Bank Investment
1. **Stating the problem:** Allan wants to invest 8000 for one year and has two options with different interest rates and compounding frequencies.
2. **Formula for compound interest:**
$$A = P \left(1 + \frac{r}{n}\right)^{nt}$$
where:
- $A$ is the amount after time $t$
- $P$ is the principal (initial amount)
- $r$ is the annual interest rate (decimal)

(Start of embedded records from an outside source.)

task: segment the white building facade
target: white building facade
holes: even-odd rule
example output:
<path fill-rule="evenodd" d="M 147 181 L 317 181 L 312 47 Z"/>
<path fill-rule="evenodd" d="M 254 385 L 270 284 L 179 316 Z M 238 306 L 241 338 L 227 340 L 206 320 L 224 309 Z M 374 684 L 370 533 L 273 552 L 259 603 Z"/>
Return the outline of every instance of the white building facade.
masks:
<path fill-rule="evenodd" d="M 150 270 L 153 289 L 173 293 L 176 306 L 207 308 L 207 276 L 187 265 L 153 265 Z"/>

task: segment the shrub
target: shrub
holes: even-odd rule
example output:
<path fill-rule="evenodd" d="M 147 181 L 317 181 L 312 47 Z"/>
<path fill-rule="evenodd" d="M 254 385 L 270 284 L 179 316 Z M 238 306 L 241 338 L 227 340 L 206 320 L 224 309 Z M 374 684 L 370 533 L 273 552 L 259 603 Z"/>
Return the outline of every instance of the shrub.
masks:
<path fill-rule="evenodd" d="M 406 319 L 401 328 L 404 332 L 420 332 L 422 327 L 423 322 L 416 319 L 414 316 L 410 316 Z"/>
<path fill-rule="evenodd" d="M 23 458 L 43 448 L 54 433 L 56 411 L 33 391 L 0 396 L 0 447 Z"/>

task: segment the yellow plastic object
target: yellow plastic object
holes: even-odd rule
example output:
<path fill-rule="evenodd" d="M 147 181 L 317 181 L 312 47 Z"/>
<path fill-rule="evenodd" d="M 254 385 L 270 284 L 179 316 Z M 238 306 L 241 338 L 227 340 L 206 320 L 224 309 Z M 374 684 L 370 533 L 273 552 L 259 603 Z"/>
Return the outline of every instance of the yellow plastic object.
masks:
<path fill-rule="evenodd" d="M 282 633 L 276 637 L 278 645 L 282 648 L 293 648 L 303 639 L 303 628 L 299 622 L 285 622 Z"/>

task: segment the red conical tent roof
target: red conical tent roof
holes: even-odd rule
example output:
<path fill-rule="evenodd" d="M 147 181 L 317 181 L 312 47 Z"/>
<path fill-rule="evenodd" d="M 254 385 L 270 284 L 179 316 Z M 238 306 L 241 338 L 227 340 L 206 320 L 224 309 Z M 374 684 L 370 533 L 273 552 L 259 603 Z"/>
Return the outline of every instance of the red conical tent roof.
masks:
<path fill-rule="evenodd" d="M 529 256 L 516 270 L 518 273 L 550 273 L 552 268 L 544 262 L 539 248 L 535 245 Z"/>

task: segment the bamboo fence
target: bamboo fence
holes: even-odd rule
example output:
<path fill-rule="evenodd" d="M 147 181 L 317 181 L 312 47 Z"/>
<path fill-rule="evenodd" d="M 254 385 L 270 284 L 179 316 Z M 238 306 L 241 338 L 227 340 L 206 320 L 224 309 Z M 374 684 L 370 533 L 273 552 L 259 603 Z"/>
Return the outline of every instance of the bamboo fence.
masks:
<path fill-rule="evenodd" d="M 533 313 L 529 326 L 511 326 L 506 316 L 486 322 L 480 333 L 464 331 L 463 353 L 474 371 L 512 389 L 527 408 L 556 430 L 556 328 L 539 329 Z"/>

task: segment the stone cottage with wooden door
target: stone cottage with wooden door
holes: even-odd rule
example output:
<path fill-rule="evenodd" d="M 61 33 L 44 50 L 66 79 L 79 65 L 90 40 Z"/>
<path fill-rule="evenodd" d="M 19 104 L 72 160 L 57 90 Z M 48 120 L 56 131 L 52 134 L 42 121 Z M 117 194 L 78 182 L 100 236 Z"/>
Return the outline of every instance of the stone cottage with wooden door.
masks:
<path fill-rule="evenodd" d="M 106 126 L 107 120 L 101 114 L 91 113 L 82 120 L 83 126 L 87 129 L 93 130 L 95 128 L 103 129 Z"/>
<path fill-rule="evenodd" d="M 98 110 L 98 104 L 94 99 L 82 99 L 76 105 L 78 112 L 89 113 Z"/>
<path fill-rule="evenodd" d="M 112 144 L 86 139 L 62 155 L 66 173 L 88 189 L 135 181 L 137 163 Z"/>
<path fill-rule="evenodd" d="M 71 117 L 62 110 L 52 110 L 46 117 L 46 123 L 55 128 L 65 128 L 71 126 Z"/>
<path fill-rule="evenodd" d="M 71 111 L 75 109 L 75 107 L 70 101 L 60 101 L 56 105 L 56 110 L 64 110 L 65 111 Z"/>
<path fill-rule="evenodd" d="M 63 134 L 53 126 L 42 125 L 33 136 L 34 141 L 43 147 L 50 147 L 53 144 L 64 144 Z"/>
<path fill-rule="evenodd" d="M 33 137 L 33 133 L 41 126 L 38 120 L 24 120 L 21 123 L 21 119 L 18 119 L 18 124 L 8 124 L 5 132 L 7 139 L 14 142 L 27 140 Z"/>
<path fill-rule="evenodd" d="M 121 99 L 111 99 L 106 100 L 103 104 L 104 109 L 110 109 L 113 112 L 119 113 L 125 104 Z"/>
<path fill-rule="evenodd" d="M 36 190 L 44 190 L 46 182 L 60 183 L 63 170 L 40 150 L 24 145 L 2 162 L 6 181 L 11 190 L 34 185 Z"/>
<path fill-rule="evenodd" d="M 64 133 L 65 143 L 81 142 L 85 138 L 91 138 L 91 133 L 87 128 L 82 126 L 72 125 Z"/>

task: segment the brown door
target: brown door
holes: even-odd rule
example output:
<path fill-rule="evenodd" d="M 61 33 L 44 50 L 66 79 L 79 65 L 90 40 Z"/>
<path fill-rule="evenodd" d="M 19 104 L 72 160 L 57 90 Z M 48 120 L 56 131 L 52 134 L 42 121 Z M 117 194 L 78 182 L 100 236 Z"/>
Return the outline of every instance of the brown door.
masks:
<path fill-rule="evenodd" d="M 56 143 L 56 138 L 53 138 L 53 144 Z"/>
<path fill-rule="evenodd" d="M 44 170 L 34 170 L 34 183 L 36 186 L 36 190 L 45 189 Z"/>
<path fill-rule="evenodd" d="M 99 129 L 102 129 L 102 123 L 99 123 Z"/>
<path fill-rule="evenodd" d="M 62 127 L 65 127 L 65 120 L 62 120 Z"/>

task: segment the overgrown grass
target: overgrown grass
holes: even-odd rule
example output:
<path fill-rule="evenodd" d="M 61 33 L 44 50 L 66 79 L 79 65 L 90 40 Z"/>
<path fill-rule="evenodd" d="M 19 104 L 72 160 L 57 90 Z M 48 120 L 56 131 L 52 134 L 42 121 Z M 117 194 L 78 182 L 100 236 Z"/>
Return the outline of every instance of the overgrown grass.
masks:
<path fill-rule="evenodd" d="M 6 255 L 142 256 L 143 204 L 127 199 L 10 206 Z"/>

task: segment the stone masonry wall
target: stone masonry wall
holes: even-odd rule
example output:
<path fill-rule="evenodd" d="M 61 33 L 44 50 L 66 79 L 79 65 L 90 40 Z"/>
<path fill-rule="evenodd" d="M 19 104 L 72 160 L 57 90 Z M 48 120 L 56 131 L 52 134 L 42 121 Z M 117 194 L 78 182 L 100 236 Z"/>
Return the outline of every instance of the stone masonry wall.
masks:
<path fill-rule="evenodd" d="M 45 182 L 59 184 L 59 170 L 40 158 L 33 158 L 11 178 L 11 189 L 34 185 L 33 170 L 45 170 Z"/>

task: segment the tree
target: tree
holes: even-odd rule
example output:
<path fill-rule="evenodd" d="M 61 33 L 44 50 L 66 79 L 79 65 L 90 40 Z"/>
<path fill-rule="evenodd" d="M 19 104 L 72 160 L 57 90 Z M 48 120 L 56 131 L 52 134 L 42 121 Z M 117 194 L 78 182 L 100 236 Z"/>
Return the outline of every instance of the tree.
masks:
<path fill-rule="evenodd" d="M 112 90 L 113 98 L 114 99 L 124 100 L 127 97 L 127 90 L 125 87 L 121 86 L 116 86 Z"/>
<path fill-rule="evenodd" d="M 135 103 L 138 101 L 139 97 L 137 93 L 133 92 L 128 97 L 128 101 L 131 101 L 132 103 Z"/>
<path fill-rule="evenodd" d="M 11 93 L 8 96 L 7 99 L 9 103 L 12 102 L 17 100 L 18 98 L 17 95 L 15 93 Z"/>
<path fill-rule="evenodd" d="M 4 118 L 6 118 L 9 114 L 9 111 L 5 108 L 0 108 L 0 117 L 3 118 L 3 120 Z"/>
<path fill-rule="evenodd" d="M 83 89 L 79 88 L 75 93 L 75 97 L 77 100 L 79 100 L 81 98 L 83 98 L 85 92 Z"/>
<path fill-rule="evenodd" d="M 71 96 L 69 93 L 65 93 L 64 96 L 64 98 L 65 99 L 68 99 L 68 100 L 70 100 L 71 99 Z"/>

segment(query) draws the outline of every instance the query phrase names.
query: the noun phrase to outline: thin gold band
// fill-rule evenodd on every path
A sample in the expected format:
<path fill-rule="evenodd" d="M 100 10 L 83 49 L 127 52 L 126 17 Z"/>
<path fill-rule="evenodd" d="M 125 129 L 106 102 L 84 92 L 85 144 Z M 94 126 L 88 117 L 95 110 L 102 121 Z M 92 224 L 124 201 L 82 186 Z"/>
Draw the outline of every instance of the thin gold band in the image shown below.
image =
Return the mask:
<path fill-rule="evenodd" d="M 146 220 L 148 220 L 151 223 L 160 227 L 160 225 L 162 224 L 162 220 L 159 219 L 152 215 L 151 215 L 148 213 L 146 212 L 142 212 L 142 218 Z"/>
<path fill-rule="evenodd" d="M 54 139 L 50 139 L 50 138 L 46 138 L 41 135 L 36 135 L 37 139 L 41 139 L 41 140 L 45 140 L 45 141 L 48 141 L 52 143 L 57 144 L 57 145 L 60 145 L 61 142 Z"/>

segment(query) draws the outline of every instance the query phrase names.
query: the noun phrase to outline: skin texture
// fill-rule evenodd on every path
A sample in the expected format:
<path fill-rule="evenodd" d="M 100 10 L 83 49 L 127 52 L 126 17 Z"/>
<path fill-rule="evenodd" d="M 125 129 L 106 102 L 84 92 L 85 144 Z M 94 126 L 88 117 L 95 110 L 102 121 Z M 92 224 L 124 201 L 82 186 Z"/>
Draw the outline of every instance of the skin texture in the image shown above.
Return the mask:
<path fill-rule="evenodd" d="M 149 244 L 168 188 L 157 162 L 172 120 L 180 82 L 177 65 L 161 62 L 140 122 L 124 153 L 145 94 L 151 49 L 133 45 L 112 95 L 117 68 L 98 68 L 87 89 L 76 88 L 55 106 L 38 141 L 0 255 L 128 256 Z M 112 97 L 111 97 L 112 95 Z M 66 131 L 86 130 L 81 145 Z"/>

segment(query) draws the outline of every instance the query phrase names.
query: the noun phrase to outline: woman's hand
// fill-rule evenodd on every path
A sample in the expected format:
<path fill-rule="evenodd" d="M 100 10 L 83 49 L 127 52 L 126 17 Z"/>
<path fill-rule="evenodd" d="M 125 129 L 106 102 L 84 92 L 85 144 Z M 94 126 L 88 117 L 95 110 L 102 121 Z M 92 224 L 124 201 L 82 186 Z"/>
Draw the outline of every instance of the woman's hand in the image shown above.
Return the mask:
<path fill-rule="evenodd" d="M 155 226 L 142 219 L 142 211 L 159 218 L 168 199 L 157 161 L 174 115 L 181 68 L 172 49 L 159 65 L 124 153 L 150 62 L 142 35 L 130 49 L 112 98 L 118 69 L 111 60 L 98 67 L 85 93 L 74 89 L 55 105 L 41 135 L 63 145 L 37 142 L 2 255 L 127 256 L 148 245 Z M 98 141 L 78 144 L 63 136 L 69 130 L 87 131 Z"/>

- $n$ is the number of times interest is compounded per year
- $t$ is the time in years
3. **Calculate for AAA Bank:**
- $P = 8000$
- $r = 0.037$
- $n = 2$ (semi-annually)
- $t = 1$
$$A = 8000 \left(1 + \frac{0.037}{2}\right)^{2 \times 1} = 8000 \left(1 + 0.0185\right)^2 = 8000 \times 1.0185^2$$
Calculate $1.0185^2$:
$$1.0185^2 = 1.0372225$$
So,
$$A = 8000 \times 1.0372225 = 8297.78$$
4. **Calculate for BBB Bank:**
- $P = 8000$
- $r = 0.0375$
- $n = 1$ (annually)
- $t = 1$
$$A = 8000 \left(1 + \frac{0.0375}{1}\right)^{1 \times 1} = 8000 \times 1.0375 = 8300$$
5. **Compare the amounts:**
- AAA Bank: 8297.78
- BBB Bank: 8300
6. **Conclusion:** Allan should choose BBB Bank because it yields a slightly higher amount after one year, despite AAA Bank compounding semi-annually. The difference is small but BBB Bank offers better returns.